Lance Armstrong: Quit? You know, once I was thinking about quitting when I was diagnosed with brain, lung and testicular cancer, all at the same time. But with the love and support of my friends and family, I got back on the bike and I won the Tour de France five times in a row. But I'm sure you have a good reason to quit. So what are you dying from that's keeping you from the finals?
Peter La Fleur: Right now it feels a little bit like... shame.
Lance Armstrong: Well, I guess if a person never quit when the going got tough, they wouldn't anything to regret for the rest of their life. But good luck to you Peter. I'm sure this decision won't haunt you forever.
What does this have to do with finance?
lol, you're not from Newton are you?
speaking of sports - this market of late is kind of like boxing where it is said... "Everybody's got a plan...until they get hit in the mouth".
Roger,
my question at this point is if the market is correctly priced. In 1987 the dow was in the 2000 range and today after 22 years it is in the 8000. That is a 6.5% return. If we had an 8% return that would be 10,000. Genrerally the overall return on the market is 8%, but giving the state of the economy we are at 20% discount from where we should be. Perhaps, correctly priced at 8000. The other question is would we see 10,000 or 4000? Or perhaps we will trade between 5000 to 10000 for the next 5 to 7 years. I am inclined with the latter that we will establish a trading range for the next 5 years. It is 5000 to 10000 or perhaps 13000. Like after the bull of the late '60s.
Best,
Jeff from milan italy
correctly priced? i don't frame it that way. is demand consistent with positive returns or not is how i frame it. currently demand is unhealthy. it may make sense to do a little buying even when demand is unhealthy but i care about defense versus fully invested.
Roger:
How can you compare values in an index (Dow) that has been changed with time and has survivorship bias?
Sam
i don't have a scientific answer but what I would say that as a proxy for economic activity in a country (the US), the evolution of industry in a country I think it stands up.
Roger,
I'm assuming (maybe I shouldn't) that you're saying that "getting out when X hits $Y" being a bad move if the reason for selling is "I don't want to be in this market anymore", or if the seller is going to "chase" something that's currently hot. Am I correct?
Reason I ask, I pulled the trigger on a holding that had been WAY under water, and had risen nicely (along with the market) over the last few weeks. My thinking is that with a re-test of the market lows, I can buy it back a lot closer to its 52 week low. Like DE, its not a "bad" company (imho), nor will it go to zero.
Jan
it is a good bet that most stocks could be had cheaper on a re-test.

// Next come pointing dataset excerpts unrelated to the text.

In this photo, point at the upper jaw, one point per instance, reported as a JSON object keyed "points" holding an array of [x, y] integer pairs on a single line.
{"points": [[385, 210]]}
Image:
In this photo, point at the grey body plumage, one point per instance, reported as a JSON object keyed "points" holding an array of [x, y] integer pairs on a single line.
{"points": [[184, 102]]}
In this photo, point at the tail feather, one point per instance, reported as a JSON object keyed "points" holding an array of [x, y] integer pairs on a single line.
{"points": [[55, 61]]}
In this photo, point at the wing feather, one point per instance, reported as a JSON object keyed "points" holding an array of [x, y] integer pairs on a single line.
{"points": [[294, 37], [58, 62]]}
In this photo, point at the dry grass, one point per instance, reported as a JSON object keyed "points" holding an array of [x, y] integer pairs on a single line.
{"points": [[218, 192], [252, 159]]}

if an investor is better off long term with a certain stock then he runs the risk of not buying it back out of some sense of fear on a run down and of course the stock in question could rocket up tomorrow never to be had again.
My comment was more about the emotional failings of most folks.
The most important diversification decision is the stock/bond mix, not how much to invest in US blue chips, International, Small Caps, REITs, etc. 2000-2003 and 2008-? are excellent examples. Stock/bond mix diversification works all the time, especially during "flight to quality" when equity correlations increase.